Do you remember baby Sinh from Vietnam? We were told that her heart was inoperable and were given the impression that she would not live long. She had a stroke over a year ago which affected her left side. I have been asking the agency for an update on her and this week I received some pictures! The agency director also told me that she is doing well, walking and interacting, although had some neurological damage from the stroke.
This photo was taken in Oct. 2007
Also taken in Oct. 2007...this is Sinh in her crib. She doesn't even have a mat to lie on..just these uncomfortable wooden slats.
This photo was taken a week ago. Her little lips and fingernails are so blue from lack of oxygen. SaraGrace had the same blue lips and fingernails prior to her surgery. I so wish we had been able to help Sinh. Every doctor we showed her medicals to, said that we were too late. She should have had surgery at 3 months of age. We didn't know about her until she was 18 months old. By then, the high blood pressure caused by her heart working improperly, had done irrepairable damage to her little heart.
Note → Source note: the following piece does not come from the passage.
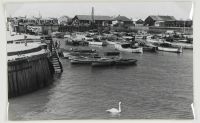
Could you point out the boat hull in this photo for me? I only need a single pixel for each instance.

We asked about getting her into a foster home, but apparently that did not work out. I don't know if Vietnam is familiar with any type of foster care, so it seems that little Sinh will live out her days in an orphanage. It is so heartbreaking. Does she ever have loving arms around her? Does anyone tell her that she is special? That she matters in this world? Did anyone cheer and clap when she took her first steps? Does anyone celebrate her birthday or comfort her when it thunders outside?
Sometimes to let my mind wander to what an orphan experiences, could suck the breath out of me. It comforts me to know that God loves Sinh far more than I ever could, and that He is watching over her. In my helplessness, He has given me the ability to do something for her that bridges the ocean that separates us...PRAY. With my prayer, I can touch her...love her from afar, and have confidence, knowing that God is answering those prayers.
Her name means Life. Her's is a life that matters.